MIQUEL GIMÉNEZ,
Cuando servidor iba al colegio existía una jerarquía entre maestro y alumno. La idea básica era que tú ibas a aprender y el maestro a enseñarte y eso requería por tu parte atención, esfuerzo, buena voluntad y disciplina. Las materias impartidas debían merecer todo tu interés, y para comprobar si aprovechabas el tiempo te hacían salir al encerado a ver si sabías o no lo que te preguntaban, se ponían exámenes sorpresa para ver si te pillaban en un renuncio, existían calificaciones, obviamente, y se te evaluaba en función de lo que hubieras aprendido o no. Por supuesto existían castigos que iban desde el quedarte una hora más de clase a privarte del patio o aquellos tan engorrosos como escribir mil veces: «No hablaré en clase» del que servidor, a pesar de ser buen chico, no pudo librarse en una ocasión, pero es que me había salido en un sobre de cromos Famosos de la TV nada menos que el del almirante Nelson de la por entonces célebre serie Viaje al fondo del mar y, claro, ¡a ver quien se calla con ese tesoro en el bolsillo! No pude.
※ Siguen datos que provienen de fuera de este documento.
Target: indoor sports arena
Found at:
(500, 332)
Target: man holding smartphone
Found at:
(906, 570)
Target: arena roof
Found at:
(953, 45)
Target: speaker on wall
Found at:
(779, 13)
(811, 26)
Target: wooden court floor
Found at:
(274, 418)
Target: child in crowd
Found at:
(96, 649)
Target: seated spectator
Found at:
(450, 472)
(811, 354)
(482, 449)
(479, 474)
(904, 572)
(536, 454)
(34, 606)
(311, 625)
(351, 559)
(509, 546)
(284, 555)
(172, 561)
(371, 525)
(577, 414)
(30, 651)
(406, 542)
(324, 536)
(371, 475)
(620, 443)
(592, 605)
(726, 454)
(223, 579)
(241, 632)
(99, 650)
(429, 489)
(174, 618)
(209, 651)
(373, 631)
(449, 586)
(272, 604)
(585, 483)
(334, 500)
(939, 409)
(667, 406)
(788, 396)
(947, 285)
Pero además de conocimientos sobre matemáticas, geografía, historia, francés, latín, griego, química, física, lengua española y otras disciplinas que para sí quisieran hoy muchos universitarios —estoy hablando de cuando iba al Antiguo Colegio Academia Nuestra Señora del Carmen de mi Pueblo Seco natal teniendo yo ocho añitos— se puntuaban tres cosas utilísimas: aseo, puntualidad y urbanidad. Debías ir con la bata impoluta —porque entonces todos llevábamos bata, lo que hacía desaparecer las diferencias sociales en la ropa— y estar puntuales a la hora de abrir las puertas del colegio. Y si uno llegaba tarde, debía llevar un justificante firmado por sus padres. La urbanidad era otro asunto, porque se nos exigía ser bien educados, saludar con respeto a nuestros mayores, no alborotar ni en clase ni a la salida del colegio, hacer caso a las semáforos, no decir palabrotas ni pelearnos entre nosotros. Excuso hablar de robos, acoso, toquetear a chicas y un sinfín de barbaridades que se nos antojaban terribles y lejanas.
Por supuesto, cuando te castigaban a ningún padre se le ocurría ir a reclamarle al profesor, al contrario, lo más probable era que te cayese otra bronca a ti en casa. Las notas se exhibían o se ocultaban porque eran el fielato de lo que tú dabas como individuo. Todo esto, que ahora suena a película de los cincuenta, dio a una generación capaz de formarse, ganarse la vida por sus propios medios, formar familias, sacar España adelante e incluso hacer una Transición. Porque se nos inculcaron valores en casa y en el colegio, entre ellos el respeto a la autoridad, el culto al trabajo y el deseo de mejorar.
Ahora nos encontramos con unos jóvenes que se quejan, que se aburren, que no dan valor a nada y que, por tanto, fracasan. Al no respetar a nada ni a nadie no se saben respetar ni a ellos mismos. Están huecos por dentro, carecen de valores. Por eso la sociedad está también hueca.